In this regard, the law of Singapore actually achieves fair and just trial by appointing the accessors and that these assessors are independent of the parties causing no violation of the principles of natural justice. 

The bigger problem goes on to be the fact that the other party may need urgent interim relief such as no action for invoking the performance guarantee for the delay. 

This will mean that the affected party will now have to proceed to the courts to seek injunctive relief against the invocation. That party will have to convince the court that its performance had been really and materially affected by the pandemic COVID-19. 

This is the stage where India can look at the model of Singapore and learn. The law of Singapore stipulates that the aggrieved party must give a notice as stated above, seeking relief to the other party. If the notice has been served and communicated to the other party, the other party cannot take any steps, which have been listed above such as continuing a court proceeding or an arbitration proceeding, along with the others. 
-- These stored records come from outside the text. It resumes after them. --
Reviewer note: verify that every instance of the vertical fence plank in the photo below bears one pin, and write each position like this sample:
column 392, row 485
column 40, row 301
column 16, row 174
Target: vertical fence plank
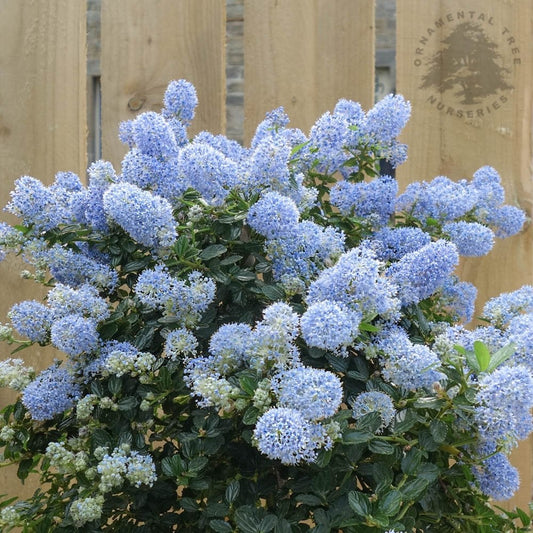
column 147, row 44
column 465, row 118
column 305, row 55
column 42, row 128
If the other party disputes the application given by the first party, then, in such a case, the assessor, who is an independent body, away from the interest of both the parties, will make a fair and just decision and whatever the assessor determines shall be the last word without any scope of appeal. But so, if the notice has been served for seeking the relief, then, in that case, the interim reliefs are in place until such notice is withdrawn or until the assessor determines the given matter stating that the relief is not attracted under that law. Without the benefit of a law like this, at the stage where the interim relief is granted, the courts shall be called upon to adjudicate such matters whether the inability to perform a contractual obligation constitutes a breach or whether the COVID-19 is a defence to the inability of the performance of such a contractual obligation. The burden of proof, in this case, shall always lie upon the party who states that it is the one that requires the relief. It has to prove that the reason for the non-fulfilment of the contract is only by the virtue of a pandemic and nothing else. 
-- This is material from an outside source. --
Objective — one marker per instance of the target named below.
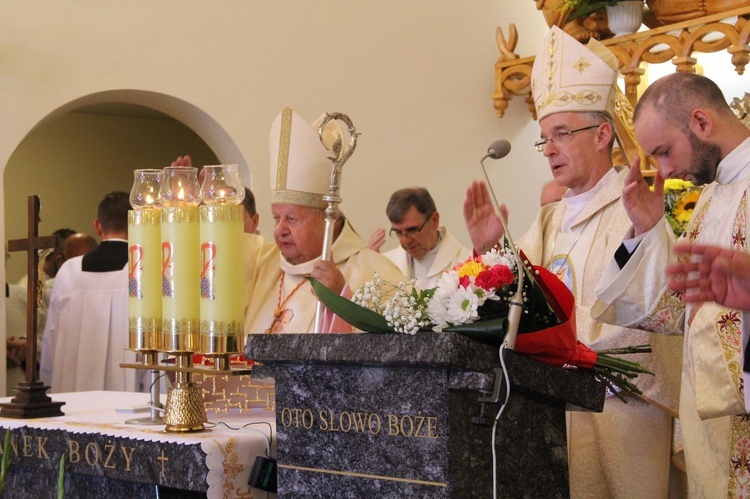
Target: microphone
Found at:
(498, 149)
The beauty of the law of Singapore lies in the fact that the burden of proof has been shifted to the opposing party and not the party that seeks the relief. If the opposing party wants to dispute over the fact that the relief that was sought by the first party does not fall under the ambit of the relief required to be sought only in the case of a pandemic, then, this has to be proved by the opposing party. Until and unless it has been proved that the relief sought is wrong, the affected party seeking the relief shall get all the benefits of the temporary relief that is applicable in the contract, including the protection from coercive steps that are being taken by the opposing party. Instead of the courts doing the work, Singapore has now decided that it shall be a body of assessors that will be doing this work. 
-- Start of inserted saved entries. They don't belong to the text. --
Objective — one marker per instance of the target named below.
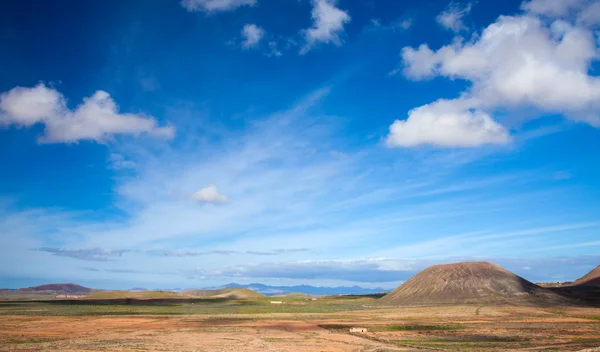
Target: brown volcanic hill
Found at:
(469, 282)
(590, 279)
(62, 288)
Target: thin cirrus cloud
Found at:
(328, 25)
(89, 254)
(517, 62)
(452, 17)
(176, 253)
(394, 270)
(96, 119)
(215, 5)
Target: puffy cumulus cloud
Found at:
(517, 62)
(252, 35)
(446, 123)
(96, 119)
(118, 161)
(209, 194)
(451, 17)
(553, 8)
(328, 24)
(215, 5)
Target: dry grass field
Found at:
(297, 325)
In India, this power could be given to the regulatory tribunals to determine whether the inability to perform the contractual obligations for which the relief is being sought by a party, is due to the fact that it has occurred due to the pandemic that has taken place. 

This approach will give the protection that is necessary to those parties who require such protection and relief without having to prove its inability. 

Conclusion

Due to the global crisis that has arisen because of COVID-19, there are going to several parties that will not be able to fulfil their contractual obligations. It would be interesting to see in India, to take a cue from this model of Singapore, while dealing with such contractual obligations by providing varying protection to the affected parties.